Benefits and Limitations of Structured Text
Structured Text provides major advantages to users along with its implementation. Structured Text provides code which is clean while making it simple to reuse and suitable for complex projects. The solution grows conveniently without breaking your control or plunging into disorganized logic structures. The easier understandability of Structured Text enables better editing opportunities especially when working alongside other team members. Modular PLC PLC programming is supported through Structured Text making it possible to reduce complex programming tasks into smaller easily manageable sections.
Despite several benefits, Structured Text holds specific disadvantages which make it unfit for all programming needs. The learning steepness of this PLC technology becomes most challenging for individuals entering this field of coding. Due to its nature the logic structure remains invisible because everything exists as plain text. Problems in troubleshooting as well as complications for electricians arise due to this approach.
Here is a simple comparison:
| Advantages | Limitations |
| Reusable and clean code | Harder to learn for beginners |
| Scales well for big tasks | Less visual, not ideal for quick checks |
| Easy to maintain | Requires coding knowledge |
Getting Started with Structured Text
The initial requirement to work with Structured Text becomes obvious when you need proper tools. The widely accepted platforms include TwinCAT and Codesys and Siemens TIA Portal. The environments provide writers with tools to create and run ST programs through testing and execution features. Codesys functions as an excellent entry-level platform since automatic environment and ease of use features are provided free of charge. The majority of these tools enable simulation capabilities that enable training through virtual environments.
With the help of official documentation, along with interesting online courses and video tutorials, effective learning material can be obtained. Novice students should start with studying basic examples combined with smaller projects. The process of learning ST is simplified for developers when such clean code practices are coupled with commenting practices in regular testing reviews. Shipping experience through daily practice will make you both competent and self-assured.
FAQ’s
What is Structured Text in PLC programming?

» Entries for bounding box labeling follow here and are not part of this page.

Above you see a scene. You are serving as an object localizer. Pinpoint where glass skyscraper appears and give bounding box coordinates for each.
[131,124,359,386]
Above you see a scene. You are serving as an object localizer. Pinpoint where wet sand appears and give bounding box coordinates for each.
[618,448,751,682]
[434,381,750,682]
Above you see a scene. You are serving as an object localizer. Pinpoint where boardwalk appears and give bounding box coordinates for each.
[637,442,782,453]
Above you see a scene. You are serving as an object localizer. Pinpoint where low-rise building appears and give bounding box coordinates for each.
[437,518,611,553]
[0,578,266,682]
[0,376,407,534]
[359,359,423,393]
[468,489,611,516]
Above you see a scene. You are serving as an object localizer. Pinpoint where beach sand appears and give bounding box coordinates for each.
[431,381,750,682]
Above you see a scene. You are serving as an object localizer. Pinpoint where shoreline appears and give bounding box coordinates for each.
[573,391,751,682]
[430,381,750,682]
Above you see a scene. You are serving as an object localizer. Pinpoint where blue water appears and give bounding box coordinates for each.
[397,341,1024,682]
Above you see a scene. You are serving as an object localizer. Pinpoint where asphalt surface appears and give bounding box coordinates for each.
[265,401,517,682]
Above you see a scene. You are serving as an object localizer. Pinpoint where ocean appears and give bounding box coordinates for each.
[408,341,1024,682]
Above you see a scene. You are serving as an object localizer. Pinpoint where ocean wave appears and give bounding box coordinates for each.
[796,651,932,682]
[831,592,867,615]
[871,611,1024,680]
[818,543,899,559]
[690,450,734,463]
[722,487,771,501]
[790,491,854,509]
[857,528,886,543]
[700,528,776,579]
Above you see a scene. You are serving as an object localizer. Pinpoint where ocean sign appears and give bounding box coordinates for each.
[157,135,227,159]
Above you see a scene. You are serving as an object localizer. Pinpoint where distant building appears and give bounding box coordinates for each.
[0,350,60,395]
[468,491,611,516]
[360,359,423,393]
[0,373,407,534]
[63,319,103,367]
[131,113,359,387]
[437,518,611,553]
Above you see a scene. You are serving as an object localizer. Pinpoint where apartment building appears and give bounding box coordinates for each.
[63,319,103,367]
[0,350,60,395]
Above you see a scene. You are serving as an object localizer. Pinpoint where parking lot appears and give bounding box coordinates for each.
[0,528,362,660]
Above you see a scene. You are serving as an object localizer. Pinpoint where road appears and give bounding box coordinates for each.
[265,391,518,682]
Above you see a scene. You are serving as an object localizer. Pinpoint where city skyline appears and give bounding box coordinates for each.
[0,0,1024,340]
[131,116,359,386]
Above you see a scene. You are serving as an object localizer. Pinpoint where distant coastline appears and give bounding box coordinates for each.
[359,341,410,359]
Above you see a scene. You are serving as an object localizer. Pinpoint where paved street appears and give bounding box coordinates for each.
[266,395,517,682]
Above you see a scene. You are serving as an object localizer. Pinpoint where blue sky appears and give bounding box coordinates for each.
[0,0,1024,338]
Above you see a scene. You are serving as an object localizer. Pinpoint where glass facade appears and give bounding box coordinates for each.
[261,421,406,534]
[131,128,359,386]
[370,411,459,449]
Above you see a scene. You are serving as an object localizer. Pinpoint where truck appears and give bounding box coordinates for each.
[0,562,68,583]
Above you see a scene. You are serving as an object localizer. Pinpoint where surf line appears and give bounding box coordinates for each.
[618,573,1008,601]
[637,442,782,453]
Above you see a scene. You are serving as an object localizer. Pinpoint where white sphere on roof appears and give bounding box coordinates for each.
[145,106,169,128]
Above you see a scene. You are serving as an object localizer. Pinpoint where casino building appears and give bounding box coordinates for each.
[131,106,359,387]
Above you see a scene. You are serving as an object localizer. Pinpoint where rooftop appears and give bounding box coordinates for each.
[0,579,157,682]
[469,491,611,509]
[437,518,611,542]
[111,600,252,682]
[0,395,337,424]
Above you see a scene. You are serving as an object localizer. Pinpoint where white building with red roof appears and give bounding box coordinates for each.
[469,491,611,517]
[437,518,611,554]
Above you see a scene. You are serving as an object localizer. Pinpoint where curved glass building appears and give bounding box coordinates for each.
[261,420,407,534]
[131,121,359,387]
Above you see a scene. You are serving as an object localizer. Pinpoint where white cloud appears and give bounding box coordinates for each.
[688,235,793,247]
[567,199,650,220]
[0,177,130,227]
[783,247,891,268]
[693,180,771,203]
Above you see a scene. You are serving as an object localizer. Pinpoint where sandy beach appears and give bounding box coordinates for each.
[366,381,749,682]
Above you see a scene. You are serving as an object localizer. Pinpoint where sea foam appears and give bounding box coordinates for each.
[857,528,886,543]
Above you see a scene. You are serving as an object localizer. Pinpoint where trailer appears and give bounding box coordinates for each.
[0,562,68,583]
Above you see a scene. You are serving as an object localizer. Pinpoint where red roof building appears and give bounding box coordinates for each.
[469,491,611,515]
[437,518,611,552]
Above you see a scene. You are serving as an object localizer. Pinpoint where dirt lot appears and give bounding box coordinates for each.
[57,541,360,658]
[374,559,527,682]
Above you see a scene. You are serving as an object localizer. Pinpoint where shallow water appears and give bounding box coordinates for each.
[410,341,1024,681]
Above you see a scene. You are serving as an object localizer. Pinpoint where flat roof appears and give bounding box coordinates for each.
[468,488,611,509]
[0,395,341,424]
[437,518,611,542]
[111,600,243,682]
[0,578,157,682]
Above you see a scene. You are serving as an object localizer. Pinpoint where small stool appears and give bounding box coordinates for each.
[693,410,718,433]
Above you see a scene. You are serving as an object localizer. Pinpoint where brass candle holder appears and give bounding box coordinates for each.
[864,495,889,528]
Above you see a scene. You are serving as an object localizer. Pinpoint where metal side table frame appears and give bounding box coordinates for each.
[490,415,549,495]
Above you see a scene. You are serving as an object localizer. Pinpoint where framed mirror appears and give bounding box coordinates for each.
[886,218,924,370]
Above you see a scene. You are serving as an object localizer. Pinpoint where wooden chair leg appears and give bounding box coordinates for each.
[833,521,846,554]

Structured Text (ST) is a high-level, textual programming language used in PLCs for handling complex logic and data processing tasks.
How is Structured Text different from Ladder Logic?
While Ladder Logic is graphical and easier for beginners, Structured Text is text-based and better suited for advanced functions and algorithms.
Where is Structured Text commonly used?
It is often used in industries that require precise control logic, such as manufacturing, robotics, and process automation.
Conclusion
Structured Text serves advanced control functions and complex tasks while offering neat programming logic. The need for PLC system precision and flexibility makes Structured Text an appropriate programming solution. Learning Structured Text demands time yet provides exceptional benefits to programmers.
Future updates become simpler through ST because it provides PLC programmers with more control options. Through proper training along with regular practice any person can successfully learn Structured Text. Learning Structured Text programming creates new career opportunities within intelligent industrial sectors because of expanding automation technologies.